High productivity, simple design and relatively low cost, the ability to perform various technological operations on the conveyor, low labor intensity of work, ensuring labor safety, improving its conditions - all this contributed to the widespread use of the conveyor. It was used in all areas of the economy: in chernby and non-ferrous metallurgy, mechanical engineering, mining, chemical, food and other industries. In industrial production, conveyors are an integral part of the technological process. Conveyors allow you to set and regulate the pace of production, ensure its rhythm, being the main means of complex mechanization of transport and loading and unloading processes and flow technological operations. The use of a conveyor frees workers from heavy and labor-intensive transport and loading and unloading operations, making their work more productive. Wide conveyorization is one of the characteristic features of developed industrial production.

At the same time, in the automotive industry, which at one time was the first to use conveyor assembly, at the end of the 20th century. there was a return to the old methods of production. Some firms began to entrust the full cycle of assembling a car to one team of assemblers. This is due to the fact that at a high rate of movement of the conveyor, marriage is inevitable, which is not always noticed and corrected at the end of the assembly cycle. Such flaws are noticeable only during the operation of the car by the owner. Their discovery entails both monetary losses and damage to the prestige of the manufacturer.

"Model T" or "Tin Lizzie" was not the first car that Henry Ford assembled, but before that, the assembly was carried out manually, the process itself took a lot of time, as a result, the car was piece goods, a luxury item. With the invention of the industrial assembly line for mass production of automobiles, Ford, as his contemporaries said, "put America on wheels." The fact is that the conveyor for mass production was used before. However, Henry Ford was the first to "put on the conveyor" such technically complex products as a car.

"Model T" or "Tin Lizzie" sold 15 million copies

Actually, the first attempt to automate the process was made by Oldsmobile in 1901. An assembly line was organized there: the parts and components of the future car were moved on special carts from one work point to another. Production efficiency has increased several times. However, Henry Ford wanted to improve this technology.

Henry Ford and his famous "Tin Lizzie"

Ford is said to have come up with the idea for the assembly line after visiting Chicago slaughterhouses. There, carcasses hung on chains moved from one “station” to another, where butchers chopped off pieces, wasting no time in moving from one workplace to another. Be that as it may, in 1910 Ford built and launched a plant in Highland Park, where a couple of years later he conducted the first experiment on the use of an assembly line. We went to the goal gradually, the generator was the first to go to the assembly, then the rule was extended to the entire engine, and then to the chassis.

Thanks to the assembly line, the production of the car took less than 2 hours

By reducing the time to produce a car and various costs, Henry Ford also lowered the price of a car. Consequently personal car became available to the middle class, which previously could only dream of it. The Model T first cost $800, then $600, and in the second half of the 1920s, its cost dropped to $345, while being made in less than two hours. As the price dropped, sales skyrocketed. In total, about 15 million of these machines were produced.

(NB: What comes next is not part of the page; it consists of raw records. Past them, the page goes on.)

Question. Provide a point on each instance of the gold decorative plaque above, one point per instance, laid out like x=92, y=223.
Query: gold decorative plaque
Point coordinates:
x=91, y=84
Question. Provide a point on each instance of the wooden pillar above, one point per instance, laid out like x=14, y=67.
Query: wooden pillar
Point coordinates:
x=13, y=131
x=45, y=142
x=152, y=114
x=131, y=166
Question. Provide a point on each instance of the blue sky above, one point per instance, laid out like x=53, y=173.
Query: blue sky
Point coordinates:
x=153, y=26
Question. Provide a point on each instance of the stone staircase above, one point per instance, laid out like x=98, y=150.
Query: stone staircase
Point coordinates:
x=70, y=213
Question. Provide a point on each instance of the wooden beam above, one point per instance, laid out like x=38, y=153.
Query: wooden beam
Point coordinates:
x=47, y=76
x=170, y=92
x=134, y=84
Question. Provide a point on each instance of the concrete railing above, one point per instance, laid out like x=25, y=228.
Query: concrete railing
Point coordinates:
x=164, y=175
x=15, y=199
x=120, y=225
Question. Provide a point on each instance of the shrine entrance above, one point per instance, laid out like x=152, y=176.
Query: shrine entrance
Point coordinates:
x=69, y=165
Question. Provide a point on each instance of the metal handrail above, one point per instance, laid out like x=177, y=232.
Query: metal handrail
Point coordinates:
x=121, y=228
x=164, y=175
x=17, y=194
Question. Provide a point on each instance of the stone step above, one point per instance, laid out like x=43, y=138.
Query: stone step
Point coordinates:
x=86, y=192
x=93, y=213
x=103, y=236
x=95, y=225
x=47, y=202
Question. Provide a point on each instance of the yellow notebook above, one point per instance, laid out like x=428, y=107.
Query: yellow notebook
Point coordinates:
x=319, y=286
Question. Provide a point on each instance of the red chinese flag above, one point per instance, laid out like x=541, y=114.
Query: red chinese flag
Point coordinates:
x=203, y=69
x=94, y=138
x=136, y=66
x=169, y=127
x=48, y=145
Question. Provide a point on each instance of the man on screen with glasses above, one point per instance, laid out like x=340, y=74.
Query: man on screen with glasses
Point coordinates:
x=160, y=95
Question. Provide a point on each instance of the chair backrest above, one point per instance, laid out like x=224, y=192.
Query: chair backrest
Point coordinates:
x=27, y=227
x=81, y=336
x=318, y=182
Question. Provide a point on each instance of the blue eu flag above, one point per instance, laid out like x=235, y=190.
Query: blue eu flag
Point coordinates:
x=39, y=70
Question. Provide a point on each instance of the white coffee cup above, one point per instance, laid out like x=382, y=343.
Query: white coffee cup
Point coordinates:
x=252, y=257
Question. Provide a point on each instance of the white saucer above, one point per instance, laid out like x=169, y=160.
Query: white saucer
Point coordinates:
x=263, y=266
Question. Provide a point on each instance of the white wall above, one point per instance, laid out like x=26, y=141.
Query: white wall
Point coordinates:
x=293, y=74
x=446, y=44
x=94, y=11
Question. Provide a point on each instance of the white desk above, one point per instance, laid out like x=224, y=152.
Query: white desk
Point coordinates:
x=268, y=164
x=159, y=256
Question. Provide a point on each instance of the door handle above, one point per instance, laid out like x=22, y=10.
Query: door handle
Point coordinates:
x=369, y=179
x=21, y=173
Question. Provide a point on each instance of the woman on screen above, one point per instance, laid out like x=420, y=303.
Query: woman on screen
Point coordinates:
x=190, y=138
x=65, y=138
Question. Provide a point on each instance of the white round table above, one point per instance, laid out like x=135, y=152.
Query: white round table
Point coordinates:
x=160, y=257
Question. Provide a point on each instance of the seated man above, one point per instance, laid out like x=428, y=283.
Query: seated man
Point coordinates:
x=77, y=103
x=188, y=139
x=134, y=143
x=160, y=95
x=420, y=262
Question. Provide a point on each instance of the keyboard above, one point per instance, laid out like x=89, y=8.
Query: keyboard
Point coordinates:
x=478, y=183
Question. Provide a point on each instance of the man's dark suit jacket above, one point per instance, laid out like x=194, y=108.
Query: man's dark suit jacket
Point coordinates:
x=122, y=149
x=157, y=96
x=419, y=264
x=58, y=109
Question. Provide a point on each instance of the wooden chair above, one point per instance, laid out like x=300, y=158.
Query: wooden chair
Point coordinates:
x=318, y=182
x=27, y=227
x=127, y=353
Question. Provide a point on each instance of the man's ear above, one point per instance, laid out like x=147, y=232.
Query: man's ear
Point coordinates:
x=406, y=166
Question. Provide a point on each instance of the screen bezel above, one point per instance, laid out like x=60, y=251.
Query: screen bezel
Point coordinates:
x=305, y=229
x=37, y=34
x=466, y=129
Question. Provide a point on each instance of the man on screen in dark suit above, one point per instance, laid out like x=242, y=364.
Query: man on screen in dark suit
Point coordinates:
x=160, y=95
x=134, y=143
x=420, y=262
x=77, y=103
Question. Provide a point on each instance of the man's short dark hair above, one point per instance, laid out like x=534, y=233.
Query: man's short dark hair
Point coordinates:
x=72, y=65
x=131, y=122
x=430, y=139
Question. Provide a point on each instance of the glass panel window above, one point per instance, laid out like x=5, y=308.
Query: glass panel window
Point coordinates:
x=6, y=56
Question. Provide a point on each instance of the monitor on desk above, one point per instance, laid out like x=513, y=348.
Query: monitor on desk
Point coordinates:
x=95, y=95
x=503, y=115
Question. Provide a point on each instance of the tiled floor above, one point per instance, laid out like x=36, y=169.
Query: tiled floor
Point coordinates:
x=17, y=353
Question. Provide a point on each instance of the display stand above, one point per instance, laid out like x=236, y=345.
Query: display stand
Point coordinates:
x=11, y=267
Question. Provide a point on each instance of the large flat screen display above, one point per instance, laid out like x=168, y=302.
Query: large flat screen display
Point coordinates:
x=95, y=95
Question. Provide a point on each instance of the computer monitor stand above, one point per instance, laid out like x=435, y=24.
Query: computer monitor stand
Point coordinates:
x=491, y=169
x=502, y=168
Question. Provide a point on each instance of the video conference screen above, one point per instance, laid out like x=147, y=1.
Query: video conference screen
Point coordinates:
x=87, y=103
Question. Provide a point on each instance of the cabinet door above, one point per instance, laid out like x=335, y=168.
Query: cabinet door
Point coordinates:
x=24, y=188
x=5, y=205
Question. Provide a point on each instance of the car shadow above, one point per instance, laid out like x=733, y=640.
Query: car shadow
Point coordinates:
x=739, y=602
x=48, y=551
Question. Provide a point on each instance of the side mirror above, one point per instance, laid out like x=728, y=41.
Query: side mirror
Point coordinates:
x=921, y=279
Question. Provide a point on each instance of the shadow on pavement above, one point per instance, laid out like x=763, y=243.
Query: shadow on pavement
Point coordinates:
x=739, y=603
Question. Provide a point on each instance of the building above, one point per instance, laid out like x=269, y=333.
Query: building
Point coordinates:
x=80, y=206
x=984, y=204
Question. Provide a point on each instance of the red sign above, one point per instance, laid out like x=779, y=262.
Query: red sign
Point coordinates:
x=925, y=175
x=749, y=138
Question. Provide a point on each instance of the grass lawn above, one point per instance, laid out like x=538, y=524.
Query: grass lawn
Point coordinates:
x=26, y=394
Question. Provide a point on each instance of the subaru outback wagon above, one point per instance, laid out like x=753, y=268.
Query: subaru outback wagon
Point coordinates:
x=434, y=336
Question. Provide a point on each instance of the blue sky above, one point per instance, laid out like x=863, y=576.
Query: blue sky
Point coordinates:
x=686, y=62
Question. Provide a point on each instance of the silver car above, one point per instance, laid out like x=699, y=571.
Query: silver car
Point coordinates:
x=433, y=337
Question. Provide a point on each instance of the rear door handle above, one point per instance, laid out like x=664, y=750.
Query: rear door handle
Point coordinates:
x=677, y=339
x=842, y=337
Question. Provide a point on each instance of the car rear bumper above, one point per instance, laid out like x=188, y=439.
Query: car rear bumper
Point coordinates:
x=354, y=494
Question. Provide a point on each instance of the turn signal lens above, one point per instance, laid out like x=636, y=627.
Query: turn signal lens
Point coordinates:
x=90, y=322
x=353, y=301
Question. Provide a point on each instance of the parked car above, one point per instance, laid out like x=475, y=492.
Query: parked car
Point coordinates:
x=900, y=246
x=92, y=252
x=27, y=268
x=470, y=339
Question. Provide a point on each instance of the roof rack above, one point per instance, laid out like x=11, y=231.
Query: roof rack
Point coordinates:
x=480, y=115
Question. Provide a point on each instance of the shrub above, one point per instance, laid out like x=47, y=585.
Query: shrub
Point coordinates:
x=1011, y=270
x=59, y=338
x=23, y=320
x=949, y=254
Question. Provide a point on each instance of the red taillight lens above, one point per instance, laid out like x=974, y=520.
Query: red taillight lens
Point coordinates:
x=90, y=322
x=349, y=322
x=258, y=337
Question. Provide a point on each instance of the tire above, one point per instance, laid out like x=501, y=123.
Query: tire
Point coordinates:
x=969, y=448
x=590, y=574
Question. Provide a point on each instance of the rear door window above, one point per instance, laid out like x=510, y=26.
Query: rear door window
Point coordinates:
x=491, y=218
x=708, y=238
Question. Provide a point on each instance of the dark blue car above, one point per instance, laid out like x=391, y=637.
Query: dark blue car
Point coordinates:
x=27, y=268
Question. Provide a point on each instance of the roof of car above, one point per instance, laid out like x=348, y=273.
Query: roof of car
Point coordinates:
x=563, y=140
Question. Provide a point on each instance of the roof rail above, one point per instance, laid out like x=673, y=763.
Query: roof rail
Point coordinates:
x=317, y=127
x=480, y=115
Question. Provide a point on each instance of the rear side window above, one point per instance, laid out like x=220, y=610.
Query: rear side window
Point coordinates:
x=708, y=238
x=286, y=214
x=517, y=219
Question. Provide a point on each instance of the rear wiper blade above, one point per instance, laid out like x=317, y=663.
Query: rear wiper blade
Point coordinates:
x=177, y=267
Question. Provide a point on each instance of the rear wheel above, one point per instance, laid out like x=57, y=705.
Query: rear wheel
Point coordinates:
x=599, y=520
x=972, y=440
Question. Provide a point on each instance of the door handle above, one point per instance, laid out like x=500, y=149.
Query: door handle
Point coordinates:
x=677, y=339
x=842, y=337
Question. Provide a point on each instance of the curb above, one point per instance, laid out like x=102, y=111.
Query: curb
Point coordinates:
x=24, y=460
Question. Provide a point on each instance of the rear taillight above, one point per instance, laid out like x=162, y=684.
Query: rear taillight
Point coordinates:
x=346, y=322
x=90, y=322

Thanks to mass production the cost of "Model T" has decreased to 650 dollars

Successful production was facilitated not only by the conveyor, but also by an intelligent organization of labor. First, from 1914, Ford began to pay workers $5 a day, which was significantly more than the industry average. Secondly, he reduced the working day to 8 hours, thirdly, he gave his workers 2 days off. “Liberty is the right to work a decent number of hours and receive a decent remuneration for it; it is an opportunity to manage your own affairs,” Ford wrote in My Life, My Achievements.